The auditor suggested that both agencies develop baselines and other data monitoring practices.
Both agencies recognized that there were places in their programs where oversight was spotty. To address these, the OLCC recently paused the processing of new recreational license applications and lowered the daily amount medical patients could purchase at an OLCC retailer. The OLCC also took over seed-to-sale tracking for medical growers of more than three patients.
“We are in agreement with the recommendations of the audit,” said Andre Ourso, Oregon Health Authority administrator for health protection. “We’ll work on addressing the issues, but some will require policy actions that we cannot do without statutory assistance.”
Since the OLCC cannot by law limit the number of licenses granted for retail, growing, or processing of recreational marijuana, it hit the pause button last year while it worked to clear the backlog of applications.
As of this week the OLCC has issued 2,101 active licenses, has 617 licenses under review, 867 licenses processed and 541 waiting for county land use approvals.
In Deschutes County there are 194 OLCC licensed facilities.
Jeremy Kwit, owner of three retail outlets in Bend called Substance, approved of the audit recommendations.
“As a retailer, I get a number of surprise visits, audits and check ins,” Kwit said. “That’s not surprising because it’s easier to check up on retailers, but harder to do random inspections at the farm or processor level.”
Both the medical and recreational cannabis regulators use fees to pay for their programs and to hire investigators. The recreational marijuana market generated $207 million in tax revenue as of November 2018.

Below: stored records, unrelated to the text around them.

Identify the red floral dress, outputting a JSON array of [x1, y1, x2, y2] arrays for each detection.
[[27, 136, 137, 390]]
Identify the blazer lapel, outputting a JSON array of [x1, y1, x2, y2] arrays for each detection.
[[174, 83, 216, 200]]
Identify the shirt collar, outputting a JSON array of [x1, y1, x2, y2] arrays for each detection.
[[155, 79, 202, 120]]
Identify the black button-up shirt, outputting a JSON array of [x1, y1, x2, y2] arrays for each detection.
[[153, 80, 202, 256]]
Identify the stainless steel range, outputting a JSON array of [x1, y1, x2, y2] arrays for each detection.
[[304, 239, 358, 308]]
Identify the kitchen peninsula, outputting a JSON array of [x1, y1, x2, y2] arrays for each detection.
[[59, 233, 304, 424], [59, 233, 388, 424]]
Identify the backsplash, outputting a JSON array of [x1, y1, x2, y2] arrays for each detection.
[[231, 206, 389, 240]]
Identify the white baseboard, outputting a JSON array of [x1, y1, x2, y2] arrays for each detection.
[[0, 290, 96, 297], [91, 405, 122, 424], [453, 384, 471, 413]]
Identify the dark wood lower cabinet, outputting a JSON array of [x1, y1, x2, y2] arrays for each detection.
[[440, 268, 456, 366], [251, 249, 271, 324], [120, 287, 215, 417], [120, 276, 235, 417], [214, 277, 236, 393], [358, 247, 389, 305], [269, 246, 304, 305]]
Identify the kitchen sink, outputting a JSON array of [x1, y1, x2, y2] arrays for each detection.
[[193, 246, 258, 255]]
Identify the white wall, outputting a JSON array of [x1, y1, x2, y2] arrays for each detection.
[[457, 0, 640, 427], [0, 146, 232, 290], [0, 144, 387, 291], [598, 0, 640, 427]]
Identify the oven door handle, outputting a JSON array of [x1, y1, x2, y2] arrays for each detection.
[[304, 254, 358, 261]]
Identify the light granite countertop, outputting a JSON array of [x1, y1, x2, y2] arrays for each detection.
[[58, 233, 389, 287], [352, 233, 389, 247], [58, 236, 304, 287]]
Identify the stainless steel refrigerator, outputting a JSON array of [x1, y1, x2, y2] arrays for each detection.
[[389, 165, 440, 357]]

Some fixes will require legislative approval, said Robb Cowie, Oregon Health Authority communications director.
“Overall our response is that the findings are consistent with our internal review that we conducted last year,” Cowie said. “Some of the gaps in reporting will require statutory changes. We’re looking forward to working with the Legislature on this.”
Mark Pettinger, OLCC spokesman, said that while the state has done a good job of regulating the recreational market, there is more that can be done. The OLCC and health officials agreed with the audit findings, and acknowledged that last year steps were already put in place to limit diversion into the illegal market.
“The OLCC’s 2019 budget request anticipates the recommendations made by the Secretary of State — more staff to reinforce lab oversight, scrutinize (seed to sale) data to a greater degree, and conduct more physical site inspections,” Pettinger said in an email.